"Ini kembaliannya." Dengan susah payah bu Iceu merogoh saku celana jeansnya yang super ketat.
"Gak usah, buat bu Iceu saja, barangkali kucing saya nyolong lagi." Bu Seto nyinyir, lalu berpamitan.
"Saya juga pamit." Seru bu Iceu sambil melambaikan piring dan uang dua puluh ribuannya.
Aku menatap tante Emi heran.
"Jadi mereka itu ngapain kesini, kalau masalahnya bisa mereka selesaikan sendiri tan?"
Tante Emi tersenyum."Yah, mungkin hanya ingin berbagi aja Put. Berbagi omelan.” Tante Emi tertawa termihik-mihik.

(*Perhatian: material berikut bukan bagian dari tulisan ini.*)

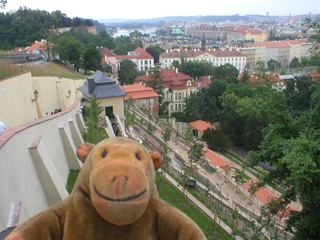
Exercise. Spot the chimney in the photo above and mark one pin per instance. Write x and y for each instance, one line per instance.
(91, 85)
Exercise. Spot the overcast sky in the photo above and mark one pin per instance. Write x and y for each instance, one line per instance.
(137, 9)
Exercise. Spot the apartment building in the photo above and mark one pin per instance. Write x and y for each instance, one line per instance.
(143, 60)
(217, 57)
(177, 86)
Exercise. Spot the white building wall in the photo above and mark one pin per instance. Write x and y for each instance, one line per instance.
(19, 178)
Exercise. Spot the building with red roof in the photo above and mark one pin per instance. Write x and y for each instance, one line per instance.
(109, 58)
(40, 47)
(143, 60)
(255, 80)
(177, 86)
(199, 127)
(203, 82)
(219, 162)
(314, 75)
(217, 57)
(264, 196)
(247, 34)
(144, 97)
(283, 51)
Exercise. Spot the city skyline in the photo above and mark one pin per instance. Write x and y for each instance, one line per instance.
(143, 9)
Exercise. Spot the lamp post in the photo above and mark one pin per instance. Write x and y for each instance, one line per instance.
(36, 95)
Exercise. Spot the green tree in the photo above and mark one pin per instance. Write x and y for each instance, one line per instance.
(155, 81)
(92, 119)
(294, 63)
(195, 154)
(226, 72)
(191, 107)
(166, 133)
(215, 139)
(91, 58)
(72, 52)
(274, 65)
(127, 72)
(3, 3)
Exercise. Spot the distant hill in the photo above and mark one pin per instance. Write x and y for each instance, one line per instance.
(209, 18)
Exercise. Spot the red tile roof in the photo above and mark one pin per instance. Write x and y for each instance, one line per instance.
(107, 52)
(195, 53)
(276, 44)
(140, 54)
(216, 160)
(254, 79)
(138, 91)
(171, 78)
(203, 82)
(201, 125)
(314, 75)
(39, 46)
(265, 196)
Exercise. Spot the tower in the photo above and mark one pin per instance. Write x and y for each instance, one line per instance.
(203, 43)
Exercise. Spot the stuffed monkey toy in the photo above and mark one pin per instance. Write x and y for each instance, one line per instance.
(114, 198)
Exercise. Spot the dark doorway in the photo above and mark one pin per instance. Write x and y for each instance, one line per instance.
(109, 111)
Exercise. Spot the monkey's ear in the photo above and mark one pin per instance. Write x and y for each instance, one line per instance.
(83, 151)
(157, 159)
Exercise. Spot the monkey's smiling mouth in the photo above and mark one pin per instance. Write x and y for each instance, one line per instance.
(121, 199)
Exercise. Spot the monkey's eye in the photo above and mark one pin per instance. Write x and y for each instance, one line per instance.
(104, 154)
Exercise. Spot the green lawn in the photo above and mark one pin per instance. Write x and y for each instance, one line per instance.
(174, 197)
(171, 195)
(51, 69)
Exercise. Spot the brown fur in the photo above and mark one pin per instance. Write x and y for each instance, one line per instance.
(122, 170)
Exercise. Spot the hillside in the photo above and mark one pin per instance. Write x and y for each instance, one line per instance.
(50, 69)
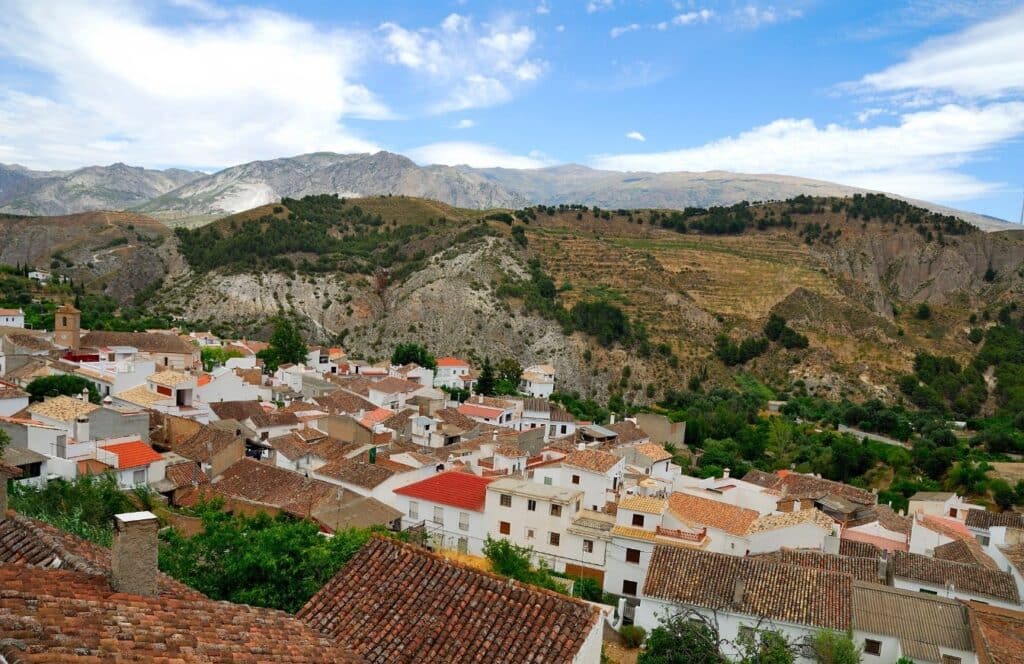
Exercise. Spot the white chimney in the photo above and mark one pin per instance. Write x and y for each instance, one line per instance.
(133, 554)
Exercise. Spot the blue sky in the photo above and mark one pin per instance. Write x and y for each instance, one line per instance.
(922, 97)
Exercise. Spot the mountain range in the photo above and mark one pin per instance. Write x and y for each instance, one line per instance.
(182, 193)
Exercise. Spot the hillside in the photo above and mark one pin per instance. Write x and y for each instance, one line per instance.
(462, 282)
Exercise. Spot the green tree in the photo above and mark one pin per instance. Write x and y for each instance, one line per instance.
(485, 383)
(287, 345)
(681, 640)
(835, 648)
(407, 353)
(67, 384)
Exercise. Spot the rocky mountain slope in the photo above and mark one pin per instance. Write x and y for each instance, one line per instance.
(179, 195)
(96, 188)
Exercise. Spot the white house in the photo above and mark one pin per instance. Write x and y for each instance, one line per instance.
(451, 507)
(532, 514)
(11, 318)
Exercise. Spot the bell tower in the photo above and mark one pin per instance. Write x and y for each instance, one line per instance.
(68, 327)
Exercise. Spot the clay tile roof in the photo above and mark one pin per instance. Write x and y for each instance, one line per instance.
(144, 341)
(73, 617)
(394, 603)
(704, 511)
(785, 520)
(452, 488)
(132, 454)
(797, 594)
(62, 408)
(26, 541)
(205, 444)
(169, 378)
(983, 520)
(966, 578)
(645, 504)
(356, 471)
(997, 633)
(238, 410)
(861, 569)
(593, 460)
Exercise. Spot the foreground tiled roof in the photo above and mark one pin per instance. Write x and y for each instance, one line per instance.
(30, 542)
(998, 633)
(704, 511)
(396, 604)
(966, 578)
(983, 520)
(861, 569)
(452, 488)
(593, 460)
(62, 408)
(923, 623)
(67, 616)
(798, 594)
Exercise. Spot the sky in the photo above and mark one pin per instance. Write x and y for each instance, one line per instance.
(921, 97)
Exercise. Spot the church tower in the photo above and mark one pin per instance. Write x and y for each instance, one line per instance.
(68, 327)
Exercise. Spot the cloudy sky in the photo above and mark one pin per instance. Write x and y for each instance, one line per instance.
(920, 97)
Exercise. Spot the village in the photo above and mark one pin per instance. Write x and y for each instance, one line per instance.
(410, 449)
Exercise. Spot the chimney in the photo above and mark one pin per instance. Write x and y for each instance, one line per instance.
(133, 555)
(738, 588)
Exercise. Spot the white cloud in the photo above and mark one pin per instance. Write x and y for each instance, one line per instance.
(918, 157)
(619, 31)
(230, 88)
(984, 60)
(475, 155)
(471, 66)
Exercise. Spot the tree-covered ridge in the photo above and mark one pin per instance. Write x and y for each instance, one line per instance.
(321, 234)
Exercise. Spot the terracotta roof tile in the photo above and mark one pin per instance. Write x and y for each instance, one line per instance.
(798, 594)
(397, 604)
(704, 511)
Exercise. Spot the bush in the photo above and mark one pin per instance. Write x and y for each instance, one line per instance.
(633, 635)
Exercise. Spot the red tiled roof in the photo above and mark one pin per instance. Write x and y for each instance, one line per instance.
(397, 604)
(132, 454)
(456, 489)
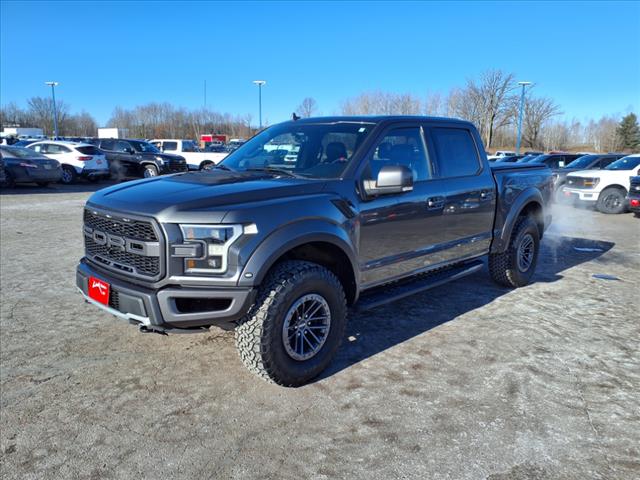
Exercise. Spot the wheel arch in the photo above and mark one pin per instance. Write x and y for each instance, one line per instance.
(318, 242)
(529, 202)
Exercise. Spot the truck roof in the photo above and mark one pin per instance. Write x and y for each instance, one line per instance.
(379, 119)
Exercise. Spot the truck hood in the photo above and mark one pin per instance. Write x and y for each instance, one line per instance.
(213, 192)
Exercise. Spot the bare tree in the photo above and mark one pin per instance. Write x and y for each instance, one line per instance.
(307, 108)
(537, 111)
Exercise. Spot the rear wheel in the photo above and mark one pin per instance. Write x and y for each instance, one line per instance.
(612, 200)
(9, 181)
(69, 175)
(295, 326)
(150, 171)
(515, 266)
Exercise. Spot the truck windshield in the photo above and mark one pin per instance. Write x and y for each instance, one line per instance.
(583, 162)
(625, 163)
(143, 147)
(309, 150)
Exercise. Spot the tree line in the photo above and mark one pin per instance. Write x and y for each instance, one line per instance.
(491, 101)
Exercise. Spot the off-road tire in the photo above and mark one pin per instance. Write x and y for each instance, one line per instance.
(604, 204)
(69, 175)
(150, 171)
(504, 267)
(259, 335)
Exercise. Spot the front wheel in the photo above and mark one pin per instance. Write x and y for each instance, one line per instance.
(150, 171)
(515, 266)
(611, 200)
(295, 326)
(69, 175)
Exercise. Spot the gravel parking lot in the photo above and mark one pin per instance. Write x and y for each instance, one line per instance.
(466, 381)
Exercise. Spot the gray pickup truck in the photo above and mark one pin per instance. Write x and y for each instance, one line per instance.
(305, 220)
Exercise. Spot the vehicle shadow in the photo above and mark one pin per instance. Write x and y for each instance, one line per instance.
(79, 187)
(372, 332)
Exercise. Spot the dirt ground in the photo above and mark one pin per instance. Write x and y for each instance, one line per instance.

"Eh, tapi kalau ada Om kamu nih, gak bakalan bisa begini. Pasti ada bab pendahuluan, pembahasan, dan penutup berupa kesimpulan, yang mana akan membutuhkan waktu yang lama."
"Oh ya?"
“Iya, semua hal harus jelas awal akhirnya.”
“Tante harusnya ngikutin apa yang Om lakukan dong, biar kompak gitu.” Aku protes.
"Ah gak pake Put. Om kamu kan kerja dari pagi sampai sore, nah, tante lah yang tiap hari ada di rumah. Otomatis banyak persoalan warga yang tante tangani. Memang sih Om kamu kadang gak suka cara tante menangani warga."